女の一生2(過去と119話アネット視点)

「殿下は自分の子を喪って独り身に戻ったらこんな血も涙もない事をするのか?! 他の子持ちが妬ましいのか?!」


「私のドレスや宝石を一番格式の高い物以外全て売り払って、領地を抵当にいれればなんとかなります。アニーアネットの物は取っておきましょう。結婚相手を決めるのに、あまりにも貧相だと足元を見られます」


 察しの悪い方ではない。以前した男爵との会話と母の言葉で、アネットは兄の治療費のために自分は売られるのだと理解した。

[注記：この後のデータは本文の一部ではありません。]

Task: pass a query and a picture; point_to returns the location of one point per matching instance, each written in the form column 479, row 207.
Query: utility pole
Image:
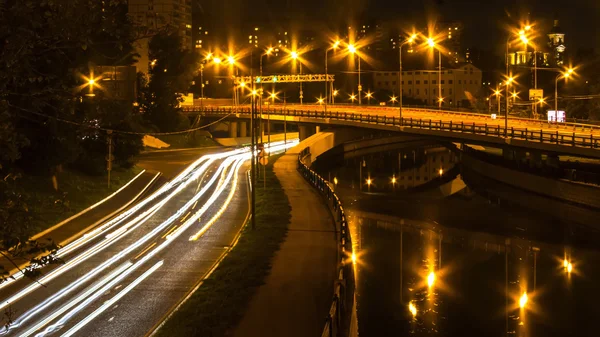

「そうだ! アネットが幼い頃、リアム殿下との婚約を陛下に打診されたことがある。あの時は断りを入れたが、この間の夜会で殿下はヴォラシア公爵の姪と婚約破棄されたし、キュステ公爵令息との婚約で瑕疵がついたベルニカ公爵令嬢とも婚約を結んでいない。そうするとアネットが王太子妃の最有力候補ではないか?」


「もしかして、それを見越してエリアス殿下はアニーアネットを学園に入れられるようにおっしゃってくださったのではないですか?」


「アネット! 三年間の寮生活でなんとか殿下に取り入って、王太子妃の座を射止めるんだ! 金のある家の令息でもいい。三年間でそれを成せなければ、成金の下位貴族かどこかの後妻か、ともかく金だけはある我が家にとって1番益になる家に嫁いでもらう」


「……はい」


 父の言葉に、それまで感じたことがなかった両親に対する汚泥のような嫌悪感が這い上がった。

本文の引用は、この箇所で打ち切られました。